The correct answer is: A. Spam detection, Pattern detection, Natural Language Processing
Supervised learning is a type of machine learning in which the model is trained on a set of labeled data. The model learns to map the input data to the output labels. Supervised learning is used in a variety of applications, including spam detection, pattern detection, natural language processing, image classification, and real-time visual tracking.
Spam detection is the process of identifying and filtering out unwanted or unsolicited emails. Spam filters use a variety of techniques to identify spam, including keyword filtering, Bayesian filtering, and machine learning.
Pattern detection is the process of identifying patterns in data. Pattern detection is used in a variety of applications, including fraud detection, anomaly detection, and trend analysis.
Natural language processing (NLP) is a field of computer science that deals with the interaction between computers and human (natural) languages. NLP is used in a variety of applications, including machine translation, text summarization, and question answering.
Image classification is the process of assigning a label to an image. Image classification is used in a variety of applications, including face recognition, object detection, and scene understanding.
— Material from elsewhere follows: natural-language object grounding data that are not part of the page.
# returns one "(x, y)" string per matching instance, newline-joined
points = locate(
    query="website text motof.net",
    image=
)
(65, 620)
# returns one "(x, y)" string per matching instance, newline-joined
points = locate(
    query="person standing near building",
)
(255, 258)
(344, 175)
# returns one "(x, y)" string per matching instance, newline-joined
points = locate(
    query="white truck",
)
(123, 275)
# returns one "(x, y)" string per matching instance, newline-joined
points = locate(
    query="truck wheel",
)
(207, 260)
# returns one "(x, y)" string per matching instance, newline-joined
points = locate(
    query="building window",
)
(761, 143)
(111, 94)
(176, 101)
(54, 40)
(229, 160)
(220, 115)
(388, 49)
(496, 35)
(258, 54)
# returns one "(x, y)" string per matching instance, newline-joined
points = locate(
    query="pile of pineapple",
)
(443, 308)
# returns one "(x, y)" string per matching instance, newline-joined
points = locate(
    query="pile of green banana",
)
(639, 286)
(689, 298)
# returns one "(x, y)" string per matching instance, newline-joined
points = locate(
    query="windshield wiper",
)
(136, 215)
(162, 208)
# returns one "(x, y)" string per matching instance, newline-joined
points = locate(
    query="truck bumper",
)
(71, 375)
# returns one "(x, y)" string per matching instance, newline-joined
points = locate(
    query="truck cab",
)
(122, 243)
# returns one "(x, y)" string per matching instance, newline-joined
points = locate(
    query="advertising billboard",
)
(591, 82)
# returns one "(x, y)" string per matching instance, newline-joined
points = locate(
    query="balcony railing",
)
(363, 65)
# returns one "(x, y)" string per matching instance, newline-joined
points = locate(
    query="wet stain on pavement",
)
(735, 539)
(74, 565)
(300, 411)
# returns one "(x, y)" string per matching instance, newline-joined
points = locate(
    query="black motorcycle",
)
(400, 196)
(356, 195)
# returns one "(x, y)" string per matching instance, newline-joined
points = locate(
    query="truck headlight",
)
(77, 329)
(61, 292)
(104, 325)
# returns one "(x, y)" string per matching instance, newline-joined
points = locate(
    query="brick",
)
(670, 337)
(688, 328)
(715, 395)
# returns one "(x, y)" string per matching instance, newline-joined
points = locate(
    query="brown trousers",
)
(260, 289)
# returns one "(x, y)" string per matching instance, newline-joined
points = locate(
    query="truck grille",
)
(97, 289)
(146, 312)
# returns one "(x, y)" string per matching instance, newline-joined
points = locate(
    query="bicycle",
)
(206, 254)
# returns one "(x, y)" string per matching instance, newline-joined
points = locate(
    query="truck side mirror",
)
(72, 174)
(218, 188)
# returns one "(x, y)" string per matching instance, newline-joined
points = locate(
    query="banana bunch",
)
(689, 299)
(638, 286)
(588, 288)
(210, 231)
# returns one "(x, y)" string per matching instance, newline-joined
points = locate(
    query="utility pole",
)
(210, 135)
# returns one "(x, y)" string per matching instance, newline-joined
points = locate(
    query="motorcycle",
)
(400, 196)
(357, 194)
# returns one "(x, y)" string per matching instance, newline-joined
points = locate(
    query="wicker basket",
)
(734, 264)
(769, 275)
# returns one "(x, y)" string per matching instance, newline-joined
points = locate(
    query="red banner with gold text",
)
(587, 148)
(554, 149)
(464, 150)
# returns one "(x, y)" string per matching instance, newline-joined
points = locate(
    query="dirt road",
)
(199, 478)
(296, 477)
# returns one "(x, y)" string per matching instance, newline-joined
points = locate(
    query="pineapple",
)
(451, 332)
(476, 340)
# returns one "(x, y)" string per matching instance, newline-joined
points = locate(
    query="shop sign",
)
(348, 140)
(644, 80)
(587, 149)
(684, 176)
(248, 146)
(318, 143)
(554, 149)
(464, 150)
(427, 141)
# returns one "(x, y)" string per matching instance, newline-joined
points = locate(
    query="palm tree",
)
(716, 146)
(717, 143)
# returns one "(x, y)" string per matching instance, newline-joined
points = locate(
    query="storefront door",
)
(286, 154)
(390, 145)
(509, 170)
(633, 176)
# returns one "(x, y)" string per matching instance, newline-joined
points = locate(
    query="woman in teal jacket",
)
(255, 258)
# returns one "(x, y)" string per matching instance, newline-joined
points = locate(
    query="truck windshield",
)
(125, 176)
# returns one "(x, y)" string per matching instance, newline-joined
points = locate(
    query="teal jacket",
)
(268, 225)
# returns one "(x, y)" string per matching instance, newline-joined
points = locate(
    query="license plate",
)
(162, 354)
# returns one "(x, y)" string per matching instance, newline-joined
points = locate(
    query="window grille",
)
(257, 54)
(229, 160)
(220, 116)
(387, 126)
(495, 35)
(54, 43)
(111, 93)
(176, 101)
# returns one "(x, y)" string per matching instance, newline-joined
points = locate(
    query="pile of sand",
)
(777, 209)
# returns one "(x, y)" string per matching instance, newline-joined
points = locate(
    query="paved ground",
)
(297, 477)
Real-time visual tracking is the process of tracking the movement of objects in a video stream. Real-time visual tracking is used in a variety of applications, including video surveillance, autonomous driving, and sports analytics.
The other options are not supervised learning applications. Autonomous car driving and logistic optimization are examples of reinforcement learning. Bioinformatics and speech recognition are examples of unsupervised learning.